My customer has a requirement to track the last login date/time for each SharePoint user so that they can disable accounts that have not had any activity for a time period. I decided to implement this requirement by creating an HttpHandler and tying a jQuery .post call into the custom masterpage. The HttpHandler would then update a property, LastLogin, that has been added to the user profile service application.
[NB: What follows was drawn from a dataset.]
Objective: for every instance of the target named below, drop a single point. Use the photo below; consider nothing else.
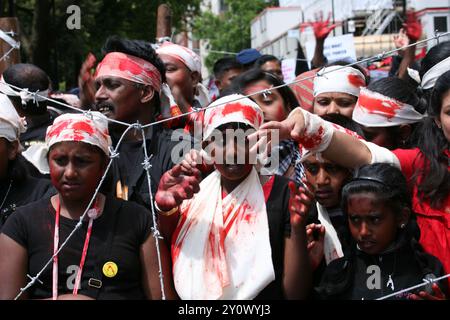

The issue I ran into is that SharePoint would constantly complain about not allowing updates via a GET, and that I needed to set the AllowUnsafeUpdates property on the SPWeb object. Sounds simple and straight forward enough, and oddly this was an instance where not only did SharePoint give you a decent error, it even went so far as to propose a solution! Double word score! Unfortunately it took forever to figure out WHICH SPWeb object it was talking about! Check out the following code:

private void UpdateUserLastLogin(HttpContext context)
{
    string siteURL = SPContext.Current.Site.Url;
    SPSecurity.RunWithElevatedPrivileges(delegate()
    {
        using (SPSite site = new SPSite(SPContext.Current.Site.ID))
        using (SPWeb web = site.OpenWeb(SPContext.Current.Web.ID))
        {
            // this is the important bit
            SPContext.Current.Site.AllowUnsafeUpdates = true;
            SPContext.Current.Web.AllowUnsafeUpdates = true;
            SPServiceContext serviceContext = SPServiceContext.GetContext(site);
            UserProfileManager profileManager = new UserProfileManager(serviceContext);
            UserProfile profile;
            if (!profileManager.UserExists(SPContext.Current.Web.CurrentUser.LoginName))
            {
                profile = profileManager.CreateUserProfile(SPContext.Current.Web.CurrentUser.LoginName);
            }
            else
            {
                profile = profileManager.GetUserProfile(SPContext.Current.Web.CurrentUser.LoginName);
            }
            profile["LastLogin"].Value = DateTime.Now;
            profile.Commit();
            SPContext.Current.Web.AllowUnsafeUpdates = false;
            SPContext.Current.Site.AllowUnsafeUpdates = false;
        }
    });
}

So if you look at the part commented "This is the important bit" you will see AllowUnsafeUpdates getting set. This is what I finally came to which actually worked. Previously I tried the following:

site.AllowUnsafeUpdates = true;
web.AllowUnsafeUpdates = true;

And that did not work at all. So I'm still not completely clear why setting it on the SPContext.Current.Web works, considering that I am spinning up new instances of SPSite and SPWeb and sending them to UserProfileManager, but whatever. I'll take it.

If anyone can explain why this works that would be awesome, in the meantime I'll keep this handy incase I run across this dreaded error in the future.